There's a huge debate on the internet about Ringo Starr. People like to complain that Ringo Starr is a terrible drummer, and you'll hear this often cited joke, Ringo Starr wasn't even the best drummer who was in the Beatles. And that's nonsense.
I have a whole footnote about it in one of my published papers. But that's nonsense because Ringo Starr was one of the greatest drummers who ever played. And one of the reasons that he was one of the greatest drummers was that he could play every single style of music flawlessly without calling attention to himself.
And so he would create an environment for other people to explore. John, Paul, and George clearly excelled in that environment that Ringo cultivated. And so different people have different senses of the theory and the philosophical behind it.
I think in the end, I don't know whether one can say that the product is going to be better because you have a philosophical sense of what you can do. But I think one can say the experience is going to be fuller and perhaps more fulfilling if you have a full sense of what's going on. At least that's been my experience, but I'm a philosopher, so I'm drawn to that particular point.

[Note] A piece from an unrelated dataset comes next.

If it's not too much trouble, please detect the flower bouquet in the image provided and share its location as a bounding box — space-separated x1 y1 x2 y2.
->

But look, you have a romantic partner, and the more you know them, assuming they're the right person for you, the more you appreciate them and the more you understand what's going on. And this is also something I talk about a lot. You've been with your spouse for a really long time, and I've been with my spouse for a long time.
And one of the things that we both know is that if we wanted to, we could say one sentence and destroy them.
Ashley Thornberg
And I know exactly what it would be.
Dr. Jack Russell Weinstein
And you know exactly what it is. And that's why couples have to learn how to fight, because you have to learn how to argue without saying those things, even if you get super angry. And that's one of the reasons why interpersonal relationships are an art, because there are constraints that you develop in order to better each other, be intimate with one another, protect yourself, grow.
I think gaming, I think art, I think all of these sort of things are the same process because there are boundaries that you cannot cross or you're violating either the integrity of the game or the game is just over.
Ashley Thornberg
Jack, there is this thing in art where it doesn't maybe matter how talented the artist is if it's just not your style. You just don't like it. How do we apply that to games?
Dr. Jack Russell Weinstein
Well, one of the factors here is that most games, especially video games, are collective the way that a film is collective, right? People write novels largely by themselves, but there are 100 people on a film and there are often 50 to 100 people on a video game. So automatically that sense that this is an artist's vision or this is a creative vision is more complex and compromised.
At the same time, games are largely a commercial vehicle. And so there has to be one that succeeds. At the same time, my best friend Gail, who I've talked about on the show many times, is a very serious gamer.
She plays board games very seriously. She plays video games very seriously. And although we have been best friends now for about 35 years, our taste in games is largely completely different.
And so she'll recommend something that she loves and I'll play it and I'll be like, eh. And I'll play something that I love and she'll be like, eh. And so I think that with games in particular, the experience is what do you enjoy playing with?
What does play do for you? Play in itself is a seriously rich philosophical concept because it brings out our humanness. It brings our sense of fun.
It brings our sense of satisfaction. It tells people who we are as humans, the kind of things that we like to play. And that's why every aspect of human life has play from parenting to boredom to sex.
Everything human beings do, we can incorporate play and it tells us about the individual both how they play and what they like to play.